Apache Mahout
In this section, we will have a quick look at Apache Mahout.
Do you know how Mahout got its name?
As you can see in the logo, a mahout is a person who drives an elephant. Hadoop's logo is an elephant. So, this is an indicator that Mahout's goal is to use Hadoop in the right manner.
The following are the features of Mahout:
- It is a project of the Apache software foundation
- It is a scalable machine learning library
- The MapReduce implementation scales linearly with the data
- Fast sequential algorithms (the runtime does not depend on the size of the dataset)
- It mainly contains clustering, classification, and recommendation (collaborative filtering) algorithms
- Here, machine learning algorithms can be executed in sequential (in-memory mode) or distributed mode (MapReduce is enabled)
- Most of the algorithms are implemented using the MapReduce paradigm
- It runs on top of the Hadoop framework for scaling
- Data is stored in HDFS (data storage) or in memory
- It is a Java library (no user interface!)

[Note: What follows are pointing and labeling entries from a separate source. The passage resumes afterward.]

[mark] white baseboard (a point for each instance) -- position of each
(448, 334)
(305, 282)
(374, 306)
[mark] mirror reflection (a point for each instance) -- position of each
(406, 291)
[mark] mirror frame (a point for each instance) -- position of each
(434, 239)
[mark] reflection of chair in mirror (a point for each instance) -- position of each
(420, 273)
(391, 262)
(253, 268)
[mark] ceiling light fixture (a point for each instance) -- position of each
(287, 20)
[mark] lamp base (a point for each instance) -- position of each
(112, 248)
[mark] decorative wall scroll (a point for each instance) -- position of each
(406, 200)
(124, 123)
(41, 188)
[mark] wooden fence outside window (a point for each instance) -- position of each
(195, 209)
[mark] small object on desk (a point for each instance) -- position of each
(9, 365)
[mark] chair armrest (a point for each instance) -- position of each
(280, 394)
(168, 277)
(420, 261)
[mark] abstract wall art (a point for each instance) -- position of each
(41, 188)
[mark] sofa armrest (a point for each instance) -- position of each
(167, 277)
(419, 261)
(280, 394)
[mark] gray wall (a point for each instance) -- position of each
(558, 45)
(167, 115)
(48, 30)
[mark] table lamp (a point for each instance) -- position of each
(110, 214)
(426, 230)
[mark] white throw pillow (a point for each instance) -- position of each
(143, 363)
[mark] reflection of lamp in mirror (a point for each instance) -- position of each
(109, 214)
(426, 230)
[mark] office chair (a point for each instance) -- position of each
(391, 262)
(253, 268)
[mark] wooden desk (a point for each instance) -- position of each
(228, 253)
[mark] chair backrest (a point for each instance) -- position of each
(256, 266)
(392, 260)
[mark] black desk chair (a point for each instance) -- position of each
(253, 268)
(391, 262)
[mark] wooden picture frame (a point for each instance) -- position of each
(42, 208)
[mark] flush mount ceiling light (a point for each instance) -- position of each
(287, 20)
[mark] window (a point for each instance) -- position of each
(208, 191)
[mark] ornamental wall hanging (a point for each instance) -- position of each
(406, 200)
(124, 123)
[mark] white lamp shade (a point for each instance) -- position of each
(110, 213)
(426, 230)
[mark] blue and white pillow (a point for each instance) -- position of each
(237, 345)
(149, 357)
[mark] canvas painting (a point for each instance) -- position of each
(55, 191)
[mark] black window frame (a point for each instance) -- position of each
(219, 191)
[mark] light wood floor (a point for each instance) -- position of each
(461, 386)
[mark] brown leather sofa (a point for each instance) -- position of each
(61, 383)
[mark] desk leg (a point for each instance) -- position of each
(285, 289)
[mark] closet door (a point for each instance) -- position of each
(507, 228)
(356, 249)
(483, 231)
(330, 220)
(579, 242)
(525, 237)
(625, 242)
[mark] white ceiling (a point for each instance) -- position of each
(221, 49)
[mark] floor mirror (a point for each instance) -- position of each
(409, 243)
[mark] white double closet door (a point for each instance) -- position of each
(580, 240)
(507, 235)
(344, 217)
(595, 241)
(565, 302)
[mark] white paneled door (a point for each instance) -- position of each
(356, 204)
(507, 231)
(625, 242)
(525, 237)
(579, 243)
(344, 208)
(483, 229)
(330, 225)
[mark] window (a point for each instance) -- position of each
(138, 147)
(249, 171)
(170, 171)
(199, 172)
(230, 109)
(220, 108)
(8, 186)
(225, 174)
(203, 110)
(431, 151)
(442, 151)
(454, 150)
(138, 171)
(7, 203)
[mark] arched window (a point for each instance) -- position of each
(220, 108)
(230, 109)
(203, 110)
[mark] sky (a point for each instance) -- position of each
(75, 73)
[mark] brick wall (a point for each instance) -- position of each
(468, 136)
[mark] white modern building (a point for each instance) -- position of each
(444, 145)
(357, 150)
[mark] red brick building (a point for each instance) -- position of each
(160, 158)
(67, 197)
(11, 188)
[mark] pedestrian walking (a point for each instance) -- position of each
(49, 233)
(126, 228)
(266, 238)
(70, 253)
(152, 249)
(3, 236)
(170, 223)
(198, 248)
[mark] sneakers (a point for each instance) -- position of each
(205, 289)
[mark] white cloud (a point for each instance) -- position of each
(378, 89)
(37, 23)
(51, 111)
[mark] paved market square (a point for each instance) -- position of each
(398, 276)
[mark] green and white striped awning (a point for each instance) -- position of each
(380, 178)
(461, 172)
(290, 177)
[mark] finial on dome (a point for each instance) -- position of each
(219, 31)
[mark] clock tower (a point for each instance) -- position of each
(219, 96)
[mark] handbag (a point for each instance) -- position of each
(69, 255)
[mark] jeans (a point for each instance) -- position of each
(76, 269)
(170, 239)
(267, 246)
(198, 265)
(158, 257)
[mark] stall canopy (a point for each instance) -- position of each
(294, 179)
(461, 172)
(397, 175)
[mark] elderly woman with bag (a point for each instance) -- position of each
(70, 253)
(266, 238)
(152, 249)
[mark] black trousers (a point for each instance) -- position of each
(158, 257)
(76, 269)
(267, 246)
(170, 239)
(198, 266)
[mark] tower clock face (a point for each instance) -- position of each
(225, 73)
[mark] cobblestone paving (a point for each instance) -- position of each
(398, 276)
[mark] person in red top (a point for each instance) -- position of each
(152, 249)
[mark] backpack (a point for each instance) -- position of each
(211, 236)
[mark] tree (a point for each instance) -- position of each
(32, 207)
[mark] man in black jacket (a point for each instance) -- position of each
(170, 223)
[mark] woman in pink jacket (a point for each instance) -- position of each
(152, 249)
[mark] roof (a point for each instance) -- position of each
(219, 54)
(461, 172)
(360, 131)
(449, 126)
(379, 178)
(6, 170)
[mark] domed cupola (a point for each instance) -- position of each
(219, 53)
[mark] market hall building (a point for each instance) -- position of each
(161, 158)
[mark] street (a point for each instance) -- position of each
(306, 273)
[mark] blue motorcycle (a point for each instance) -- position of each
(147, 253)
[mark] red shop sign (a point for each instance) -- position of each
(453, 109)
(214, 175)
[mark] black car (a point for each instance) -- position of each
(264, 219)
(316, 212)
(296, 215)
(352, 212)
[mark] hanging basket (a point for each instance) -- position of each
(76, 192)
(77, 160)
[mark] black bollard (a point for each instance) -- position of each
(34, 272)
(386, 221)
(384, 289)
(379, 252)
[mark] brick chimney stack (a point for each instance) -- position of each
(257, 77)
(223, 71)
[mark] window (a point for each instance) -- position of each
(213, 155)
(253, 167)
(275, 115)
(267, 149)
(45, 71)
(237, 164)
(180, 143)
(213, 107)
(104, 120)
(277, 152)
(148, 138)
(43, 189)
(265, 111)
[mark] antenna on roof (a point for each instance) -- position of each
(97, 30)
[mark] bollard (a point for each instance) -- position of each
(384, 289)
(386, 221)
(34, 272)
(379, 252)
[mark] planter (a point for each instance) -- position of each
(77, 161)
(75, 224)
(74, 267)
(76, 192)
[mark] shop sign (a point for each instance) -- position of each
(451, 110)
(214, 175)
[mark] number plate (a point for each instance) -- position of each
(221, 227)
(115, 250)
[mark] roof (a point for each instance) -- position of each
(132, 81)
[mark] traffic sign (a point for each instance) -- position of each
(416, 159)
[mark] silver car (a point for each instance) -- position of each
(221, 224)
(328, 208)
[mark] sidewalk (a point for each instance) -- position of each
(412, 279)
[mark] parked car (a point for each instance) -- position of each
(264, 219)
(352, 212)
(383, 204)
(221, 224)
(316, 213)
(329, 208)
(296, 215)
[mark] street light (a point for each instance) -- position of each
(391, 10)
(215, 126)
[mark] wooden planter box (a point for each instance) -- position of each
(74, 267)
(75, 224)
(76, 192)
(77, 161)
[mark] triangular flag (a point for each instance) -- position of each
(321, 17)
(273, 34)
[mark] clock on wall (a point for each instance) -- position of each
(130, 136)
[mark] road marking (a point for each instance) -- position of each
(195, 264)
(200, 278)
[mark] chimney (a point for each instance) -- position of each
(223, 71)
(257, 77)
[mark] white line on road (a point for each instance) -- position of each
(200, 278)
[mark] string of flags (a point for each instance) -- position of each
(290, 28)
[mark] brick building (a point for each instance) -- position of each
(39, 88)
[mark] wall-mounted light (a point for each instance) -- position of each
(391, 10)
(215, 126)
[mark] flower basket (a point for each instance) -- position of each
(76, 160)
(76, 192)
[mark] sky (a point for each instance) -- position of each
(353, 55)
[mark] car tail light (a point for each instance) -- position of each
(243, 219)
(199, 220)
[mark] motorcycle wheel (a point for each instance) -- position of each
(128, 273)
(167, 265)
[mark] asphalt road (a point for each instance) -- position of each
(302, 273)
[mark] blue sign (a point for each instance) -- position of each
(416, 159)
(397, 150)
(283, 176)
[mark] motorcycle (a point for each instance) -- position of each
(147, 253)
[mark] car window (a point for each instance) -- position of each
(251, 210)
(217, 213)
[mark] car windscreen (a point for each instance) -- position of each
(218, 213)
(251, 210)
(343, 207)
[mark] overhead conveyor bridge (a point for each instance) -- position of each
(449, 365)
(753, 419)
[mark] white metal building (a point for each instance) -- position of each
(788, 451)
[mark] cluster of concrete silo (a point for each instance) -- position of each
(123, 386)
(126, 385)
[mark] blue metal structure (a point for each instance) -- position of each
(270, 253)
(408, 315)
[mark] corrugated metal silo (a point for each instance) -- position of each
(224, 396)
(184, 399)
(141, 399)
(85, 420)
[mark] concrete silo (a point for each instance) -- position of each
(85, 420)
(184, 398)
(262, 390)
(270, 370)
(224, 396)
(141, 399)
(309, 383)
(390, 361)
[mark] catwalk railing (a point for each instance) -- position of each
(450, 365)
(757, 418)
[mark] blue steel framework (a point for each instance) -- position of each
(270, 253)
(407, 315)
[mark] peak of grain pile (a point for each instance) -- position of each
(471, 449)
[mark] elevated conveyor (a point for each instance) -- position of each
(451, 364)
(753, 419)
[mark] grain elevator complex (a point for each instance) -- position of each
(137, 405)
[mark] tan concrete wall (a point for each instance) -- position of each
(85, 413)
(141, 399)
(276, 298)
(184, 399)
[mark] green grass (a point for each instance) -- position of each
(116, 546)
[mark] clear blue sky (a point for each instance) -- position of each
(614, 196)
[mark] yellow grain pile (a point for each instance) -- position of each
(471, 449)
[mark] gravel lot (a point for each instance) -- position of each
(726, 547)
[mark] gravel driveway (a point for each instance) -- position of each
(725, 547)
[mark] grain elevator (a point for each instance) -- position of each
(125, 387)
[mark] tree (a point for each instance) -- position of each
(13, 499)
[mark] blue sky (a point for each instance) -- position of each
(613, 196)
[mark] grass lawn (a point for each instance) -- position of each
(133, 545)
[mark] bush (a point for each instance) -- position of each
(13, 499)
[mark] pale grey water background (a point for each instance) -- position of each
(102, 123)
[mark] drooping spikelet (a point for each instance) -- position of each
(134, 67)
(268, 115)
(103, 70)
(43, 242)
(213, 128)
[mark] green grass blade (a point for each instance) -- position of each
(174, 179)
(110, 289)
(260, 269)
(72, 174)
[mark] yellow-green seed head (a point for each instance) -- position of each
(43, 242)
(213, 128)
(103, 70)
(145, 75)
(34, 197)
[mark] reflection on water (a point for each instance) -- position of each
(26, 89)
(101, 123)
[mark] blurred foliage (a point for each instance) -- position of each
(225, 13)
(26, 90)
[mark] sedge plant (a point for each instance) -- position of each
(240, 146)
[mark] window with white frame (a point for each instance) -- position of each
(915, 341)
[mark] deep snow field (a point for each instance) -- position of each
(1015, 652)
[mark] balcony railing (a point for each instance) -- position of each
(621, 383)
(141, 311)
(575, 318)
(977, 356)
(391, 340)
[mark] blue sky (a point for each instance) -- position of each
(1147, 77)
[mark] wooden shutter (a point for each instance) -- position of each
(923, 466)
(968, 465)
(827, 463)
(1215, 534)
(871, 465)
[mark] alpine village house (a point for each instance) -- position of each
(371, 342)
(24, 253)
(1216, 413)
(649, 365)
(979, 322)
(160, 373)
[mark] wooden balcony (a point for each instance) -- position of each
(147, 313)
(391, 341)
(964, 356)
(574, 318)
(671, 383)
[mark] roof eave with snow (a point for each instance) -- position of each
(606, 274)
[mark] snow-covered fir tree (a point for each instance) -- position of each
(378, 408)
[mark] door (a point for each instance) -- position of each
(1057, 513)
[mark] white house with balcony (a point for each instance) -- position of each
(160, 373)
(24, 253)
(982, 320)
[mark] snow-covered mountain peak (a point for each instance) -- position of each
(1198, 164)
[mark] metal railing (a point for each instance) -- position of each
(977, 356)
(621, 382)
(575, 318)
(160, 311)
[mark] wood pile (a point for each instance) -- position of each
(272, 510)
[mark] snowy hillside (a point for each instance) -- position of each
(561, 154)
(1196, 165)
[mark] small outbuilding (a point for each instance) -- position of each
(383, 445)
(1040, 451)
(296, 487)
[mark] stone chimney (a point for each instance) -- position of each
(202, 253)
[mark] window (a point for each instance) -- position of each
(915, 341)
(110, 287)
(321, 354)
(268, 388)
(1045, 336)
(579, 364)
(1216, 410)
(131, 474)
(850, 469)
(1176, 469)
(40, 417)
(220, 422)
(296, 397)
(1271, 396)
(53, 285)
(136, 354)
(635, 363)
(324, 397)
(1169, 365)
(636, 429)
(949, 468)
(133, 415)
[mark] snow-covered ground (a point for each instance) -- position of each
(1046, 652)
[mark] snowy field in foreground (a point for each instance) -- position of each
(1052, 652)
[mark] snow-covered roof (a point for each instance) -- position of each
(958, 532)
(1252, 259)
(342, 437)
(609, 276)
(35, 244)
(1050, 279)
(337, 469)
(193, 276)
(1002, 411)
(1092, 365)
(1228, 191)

- The latest released version is 0.9, and 1.0 is coming soon
- It is not a domain-specific but a general purpose library
Note
For those of you who are curious! What are the problems that Mahout is trying to solve? The following problems that Mahout is trying to solve:
The amount of available data is growing drastically.
The computer hardware market is geared toward providing better performance in computers. Machine learning algorithms are computationally expensive algorithms. However, there was no framework sufficient to harness the power of hardware (multicore computers) to gain better performance.
The need for a parallel programming framework to speed up machine learning algorithms.
Mahout is a general parallelization for machine learning algorithms (the parallelization method is not algorithm-specific).
No specialized optimizations are required to improve the performance of each algorithm; you just need to add some more cores.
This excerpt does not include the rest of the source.